Валентин Николаевич Вишняков (1919 г.р.)
Ведь прошло 76 лет с того дня, когда моя мама написала его своим старательным округлым почерком.
«Пом. Начальника 3 отдела.
Для наведения справок о Вишнякове Валентине Николаевиче.
Сообщаю о нём следующие сведения:
— Фамилия, имя, отчество — Вишняков Валентин Николаевич
— Родственное отношение — брат
— Военное звание и занимаемая должность — во время прохождения службы в Эстонии — погранотряд, на фронте с 10/VII — 41г. командир танка (Москва)
— Год рождения и какой местности уроженец — 1919 год, г.
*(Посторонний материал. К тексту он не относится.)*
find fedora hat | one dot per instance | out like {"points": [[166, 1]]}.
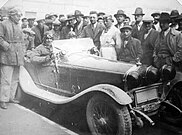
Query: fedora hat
{"points": [[155, 13], [57, 23], [78, 13], [174, 14], [70, 17], [148, 19], [126, 26], [120, 12], [165, 17], [138, 11], [108, 17]]}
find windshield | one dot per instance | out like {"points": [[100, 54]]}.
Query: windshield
{"points": [[73, 45]]}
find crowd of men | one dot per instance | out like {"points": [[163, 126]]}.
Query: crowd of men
{"points": [[154, 40]]}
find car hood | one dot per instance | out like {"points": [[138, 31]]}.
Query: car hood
{"points": [[91, 62]]}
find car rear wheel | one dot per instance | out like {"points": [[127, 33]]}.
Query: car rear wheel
{"points": [[106, 117]]}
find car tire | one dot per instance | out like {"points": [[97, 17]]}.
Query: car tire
{"points": [[19, 94], [170, 115], [106, 117]]}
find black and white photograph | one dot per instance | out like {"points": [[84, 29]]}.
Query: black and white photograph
{"points": [[90, 67]]}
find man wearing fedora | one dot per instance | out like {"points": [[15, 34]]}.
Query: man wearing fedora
{"points": [[93, 30], [79, 25], [156, 16], [67, 31], [110, 39], [168, 46], [174, 15], [148, 42], [11, 56], [131, 50], [138, 28], [39, 30], [120, 17]]}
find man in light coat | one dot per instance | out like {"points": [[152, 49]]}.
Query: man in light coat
{"points": [[11, 56], [168, 49], [93, 30]]}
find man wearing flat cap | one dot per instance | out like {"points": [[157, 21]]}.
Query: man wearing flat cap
{"points": [[131, 50], [39, 30], [148, 42], [138, 28], [168, 46], [120, 17], [79, 25], [56, 33], [11, 56]]}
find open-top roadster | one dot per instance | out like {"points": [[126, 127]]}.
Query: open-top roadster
{"points": [[116, 94]]}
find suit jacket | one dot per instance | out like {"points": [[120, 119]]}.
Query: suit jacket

Камышлов
— Каким Райвоенкоматом призван в ряды Красной Армии — Сталинский Райвоенкомат г. Свердловска.
— В какой части проходил службу — адрес:
Эстония, г. Хаапсалу, погранотряд
Почтовый адрес: г. Ленинград, п/о 302, п/я 115, дом №8, кв.32 Вишнякову В. Н. по этому адресу мы писали ему письма до выезда на фронт.
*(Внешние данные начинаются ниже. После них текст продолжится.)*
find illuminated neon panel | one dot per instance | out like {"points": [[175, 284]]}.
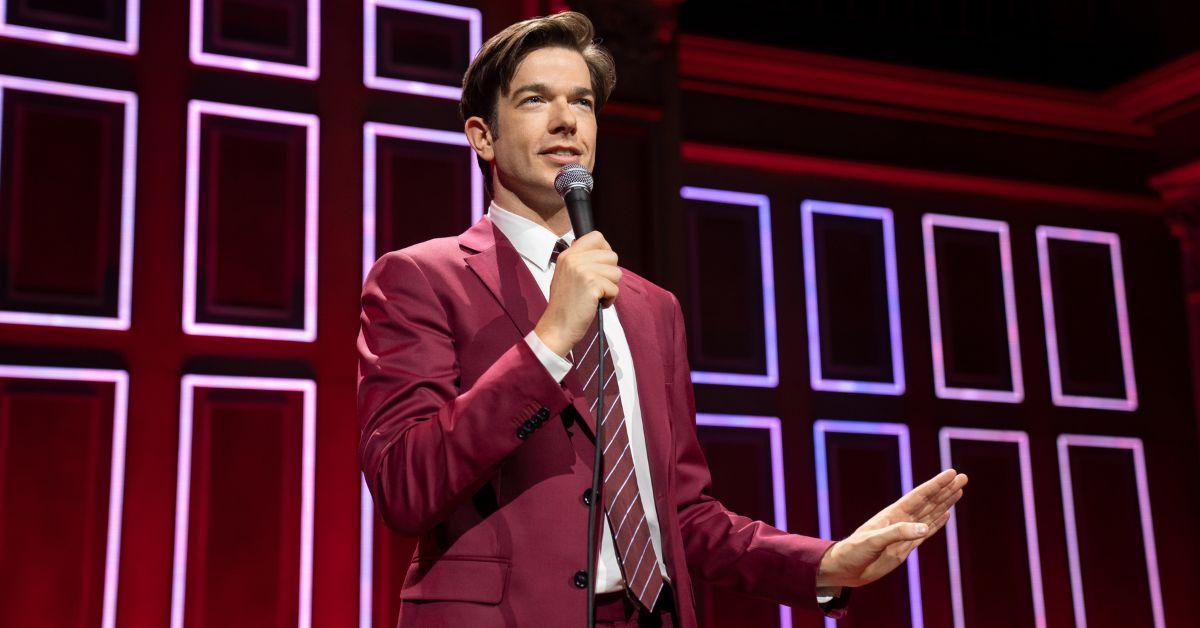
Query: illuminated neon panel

— С какого времени прекратилась с ним связь — последнее письмо было от 4го августа 1941 г. (Москва)
— Где последнее время проживал — г. Свердловск, Обсерваторская 47, д.1, кв.1 (до армии)
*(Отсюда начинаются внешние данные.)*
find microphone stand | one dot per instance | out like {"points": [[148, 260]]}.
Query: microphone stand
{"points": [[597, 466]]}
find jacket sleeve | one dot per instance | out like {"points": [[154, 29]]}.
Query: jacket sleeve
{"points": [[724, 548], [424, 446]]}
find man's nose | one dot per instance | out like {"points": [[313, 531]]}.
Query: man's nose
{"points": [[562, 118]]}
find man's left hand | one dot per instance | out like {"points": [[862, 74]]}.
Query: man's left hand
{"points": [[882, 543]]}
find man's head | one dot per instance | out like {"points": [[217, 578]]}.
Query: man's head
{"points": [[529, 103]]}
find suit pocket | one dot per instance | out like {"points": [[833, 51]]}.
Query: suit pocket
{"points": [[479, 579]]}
Во время прохождения службы в рядах Красной Армии — Эстония
Ответ на мой запрос за №433340 от 13/XI — 43
Прошу Вас сообщить о брате по адресу:
г. Свердловск, 12, УЗТМ, ул. Ильича, 6, кв.23
Скопиной Галине Николаевне
Призван в 1939 году 7/IX
10/XII — 43г.
29/III — 44г.
Запрос сделан РВК в феврале 1947г.»
Думаю, этот с двух сторон исписанный листочек (бумагу даже для нас, школьников, добывали с трудом, тетрадки делали из оберточной бумаги, из каких-то чудом сохранившихся остатков старых тетрадей; даже табели мы делали самодельные из чего поприличней и попрочней) — мамин, чудом выдержавший эти 76 лет, был копией документа, с помощью которого разыскивала Валю семья. А посылали свои запросы мама и тётя Нина, сёстры. Ответ год за годом приходил один: «В списках убитых, умерших от ран, пропавших без вести не числится». А устно и маме, и тёте военком с глазу на глаз однажды объяснил: «А какого вы ждёте ответа?.. В июне началась война, в августе последнее письмо, брошен под Москву, командир танка… Да ведь танки тогда под Москвой горели, как спичечные коробки! Что же можно ответить? Что сгорел в танке?..»
А мама и тётя всё писали и писали — уже ради бабушки, она всё же ждала и ждала! А вдруг попал в госпиталь, потерял память, или в плен попал? И только меня иногда спрашивала: «Кларочка, ты веришь, может Валечка вернуться?». Я её просто обнимала покрепче: «Бабушка, чудеса ещё не прекращаются, он живёт у всех нас в сердце…».
Ожидание так и останется с ней, до конца.
…А пока мы бежали и бежали по чёрному морозному ночному Свердловску.
…Бежать нам ещё далеко, трамвай в это время не ходит. Очень сильный мороз. Я чувствую тёплую руку бабушки, она крепко сжимает мою ладошку, словно я прямо сейчас брошусь в бега. И мне совсем не страшно. Рука бабушки всегда горячая, даже без варежек.
Вот это мгновение — моя рука в горячей, храброй бабушкиной — подарок на всю жизнь.
Моя бабушка — Александра Степановна Вишнякова.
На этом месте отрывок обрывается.